Em apenas quatro dias, a Lufthansa emitiu dois comunicados que dão nota da dinâmica de concentração que o mercado de transporte áereo está a atravessar: no primeiro, datado de 13 de Outubro, dizia que tinha assinado um contrato para ficar com a maioria dos activos da Air Berlin -- que entrara em insolvência em Agosto - em troca de 210 milhões de euros. No segundo, de dia 16, informava que tinha avançado com uma proposta de aquisição da Alitalia - ou partes dela -, que tombou financeiramente em Maio.

O que continha o envelope entregue aos administradores de insolvência da Alitalia, um entre sete apresentados até dia 16 com respectivas propostas de compra, não se sabe ao certo, mas a Lufthansa fez questão de sublinhar que não queria a empresa no seu todo.

O interesse da companhia alemã está concentrado em “partes da rede global de tráfego” e “o negócio europeu e doméstico ‘ponto a ponto’” (rotas directas, como Roma-Milão).

Isso implica, diz, um conceito remodelado para a empresa, que apelida de “NovaAlitalia”, com uma perspectiva económica a longo prazo. Diz a imprensa italiana que a oferta implica também a entrada de 500 milhões de euros e a saída de cerca de metade dos 12.000 trabalhadores.

Datas para o anúncio do vencedor, ou da escolha de uma lista mais pequena de candidatos para nova ronda de negociações, ainda não há. Mas tudo terá de estar decidido até ao final de Abril do ano que vem. E, embora não se conheçam todos os nomes dos candidatos a ficar com a companhia de bandeira italiana, sabe-se que a Easyjet está na corrida.
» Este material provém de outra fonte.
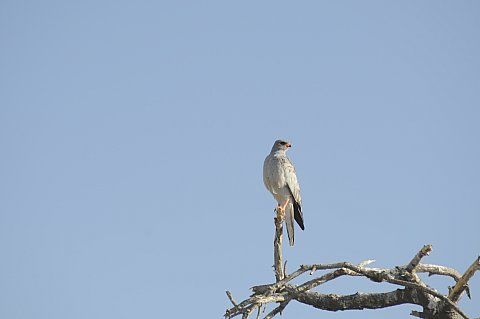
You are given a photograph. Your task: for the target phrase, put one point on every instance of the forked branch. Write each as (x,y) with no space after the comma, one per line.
(411,289)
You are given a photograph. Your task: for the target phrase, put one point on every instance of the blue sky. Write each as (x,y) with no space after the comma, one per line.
(133,136)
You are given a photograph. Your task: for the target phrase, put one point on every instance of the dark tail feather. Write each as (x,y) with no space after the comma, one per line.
(298,215)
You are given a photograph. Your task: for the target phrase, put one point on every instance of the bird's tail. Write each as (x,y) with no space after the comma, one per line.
(289,221)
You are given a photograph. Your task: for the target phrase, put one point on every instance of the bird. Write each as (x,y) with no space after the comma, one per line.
(280,179)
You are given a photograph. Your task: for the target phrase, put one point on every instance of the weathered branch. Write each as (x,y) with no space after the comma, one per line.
(416,260)
(414,291)
(277,247)
(462,283)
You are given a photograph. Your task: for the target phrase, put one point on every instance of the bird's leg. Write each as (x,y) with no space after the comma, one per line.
(280,212)
(285,205)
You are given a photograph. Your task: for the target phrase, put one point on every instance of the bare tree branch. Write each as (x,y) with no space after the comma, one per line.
(414,290)
(462,284)
(277,247)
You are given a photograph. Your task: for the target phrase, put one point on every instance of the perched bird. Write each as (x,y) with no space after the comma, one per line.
(280,179)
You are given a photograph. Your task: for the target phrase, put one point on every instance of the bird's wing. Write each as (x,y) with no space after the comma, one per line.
(294,190)
(267,174)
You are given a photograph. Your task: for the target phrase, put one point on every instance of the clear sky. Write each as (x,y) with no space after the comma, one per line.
(133,134)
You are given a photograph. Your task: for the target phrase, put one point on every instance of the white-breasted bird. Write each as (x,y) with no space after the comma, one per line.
(280,179)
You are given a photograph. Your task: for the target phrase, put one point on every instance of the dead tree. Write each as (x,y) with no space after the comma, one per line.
(412,290)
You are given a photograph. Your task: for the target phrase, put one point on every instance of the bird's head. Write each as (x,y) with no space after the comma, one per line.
(281,145)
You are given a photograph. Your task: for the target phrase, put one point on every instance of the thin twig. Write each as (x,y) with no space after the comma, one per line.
(461,285)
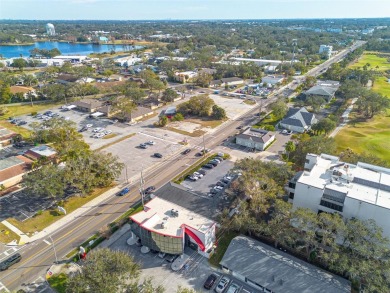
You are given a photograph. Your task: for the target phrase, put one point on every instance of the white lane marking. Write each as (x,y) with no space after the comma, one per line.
(47,242)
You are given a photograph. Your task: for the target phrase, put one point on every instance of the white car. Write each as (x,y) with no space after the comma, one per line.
(198,175)
(222,285)
(98,129)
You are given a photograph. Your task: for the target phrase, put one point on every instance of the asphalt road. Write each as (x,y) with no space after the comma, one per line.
(38,256)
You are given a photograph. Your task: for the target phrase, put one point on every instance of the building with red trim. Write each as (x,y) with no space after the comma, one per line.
(166,227)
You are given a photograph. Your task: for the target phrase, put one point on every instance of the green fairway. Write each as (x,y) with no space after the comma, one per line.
(374,61)
(371,136)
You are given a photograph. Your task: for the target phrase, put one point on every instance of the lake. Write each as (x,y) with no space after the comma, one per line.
(65,48)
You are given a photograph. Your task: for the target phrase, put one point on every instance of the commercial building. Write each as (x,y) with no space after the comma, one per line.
(257,139)
(326,50)
(298,120)
(167,227)
(270,270)
(360,191)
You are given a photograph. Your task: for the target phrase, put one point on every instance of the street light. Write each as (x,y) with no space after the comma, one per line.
(54,248)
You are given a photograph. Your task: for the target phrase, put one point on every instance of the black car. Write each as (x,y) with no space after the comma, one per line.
(210,281)
(13,259)
(214,163)
(150,189)
(208,166)
(186,151)
(201,171)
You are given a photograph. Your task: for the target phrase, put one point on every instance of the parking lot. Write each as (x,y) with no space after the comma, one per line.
(136,158)
(207,182)
(191,276)
(20,206)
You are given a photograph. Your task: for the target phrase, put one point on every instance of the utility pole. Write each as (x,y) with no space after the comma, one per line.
(54,248)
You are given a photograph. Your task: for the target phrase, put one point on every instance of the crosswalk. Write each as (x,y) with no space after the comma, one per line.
(3,288)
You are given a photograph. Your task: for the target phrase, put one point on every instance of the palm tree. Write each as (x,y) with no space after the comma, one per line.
(290,147)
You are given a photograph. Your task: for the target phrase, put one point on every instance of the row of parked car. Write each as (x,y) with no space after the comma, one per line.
(224,285)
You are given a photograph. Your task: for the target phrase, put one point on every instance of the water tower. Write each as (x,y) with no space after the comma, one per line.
(50,29)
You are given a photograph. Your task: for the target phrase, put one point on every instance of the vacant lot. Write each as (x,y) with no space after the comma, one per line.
(371,136)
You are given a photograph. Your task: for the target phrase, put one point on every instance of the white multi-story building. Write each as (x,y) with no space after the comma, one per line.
(325,49)
(360,191)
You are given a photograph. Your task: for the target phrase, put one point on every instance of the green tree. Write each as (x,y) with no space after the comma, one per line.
(104,271)
(45,181)
(19,63)
(279,109)
(169,95)
(218,113)
(290,147)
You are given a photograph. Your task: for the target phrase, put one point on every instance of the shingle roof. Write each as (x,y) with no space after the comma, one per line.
(299,117)
(278,271)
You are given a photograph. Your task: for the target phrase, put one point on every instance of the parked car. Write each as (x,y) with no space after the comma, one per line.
(124,191)
(197,174)
(150,189)
(233,288)
(171,257)
(201,171)
(210,281)
(186,151)
(208,166)
(8,262)
(222,285)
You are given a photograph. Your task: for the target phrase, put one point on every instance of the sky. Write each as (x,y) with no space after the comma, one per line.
(191,9)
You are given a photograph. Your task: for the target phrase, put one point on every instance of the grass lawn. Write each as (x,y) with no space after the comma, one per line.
(26,109)
(58,282)
(48,217)
(6,236)
(17,129)
(374,61)
(382,86)
(370,136)
(223,243)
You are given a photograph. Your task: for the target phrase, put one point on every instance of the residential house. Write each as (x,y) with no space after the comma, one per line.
(324,88)
(25,91)
(268,269)
(298,120)
(12,170)
(258,139)
(360,191)
(6,137)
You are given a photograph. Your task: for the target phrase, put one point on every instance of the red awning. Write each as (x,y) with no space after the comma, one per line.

Ao mesmo tempo, a companhia área low cost de origem britânica é também uma das empresas que beneficia com o fim da Air Berlin, tendo avançado com uma oferta de compra de 25 aviões A320 estacionados no aeroporto de Tegel, em Berlim.

No caso da Lufthansa, o grupo alemão quer ficar com alguns aviões da Air Berlin para voos de curta duração, além da subsidiárias Nikki (de base austríaca) e LG Walter (uma empresa regional), que darão um novo impulso à sua própria unidade low cost, a Eurowings. O negócio, no entanto, tem de ter autorização por parte da Comissão Europeia, em termos concorrenciais, e a Ryanair já prometeu que não vai facilitar a concretização da operação, depois de ter defendido que tudo tinha sido feito de modo a facilitar a investida da Lufthansa (e assim refrear o reforço dos concorrentes mais diretos).

A questão Ryanair

Ocupada a tratar dos seus problemas internos, a companhia área low cost irlandesa também acabou por não fazer nenhuma oferta ligada à Alitalia, ao contrário do anunciado inicialmente. Por falhas no planeamento de pessoal, ou simplesmente por falta de pilotos disponíveis, a empresa foi obrigada a cancelar milhares de voos, e está agora a tentar controlar os danos, o que a impede de pensar em novas aventuras imediatas.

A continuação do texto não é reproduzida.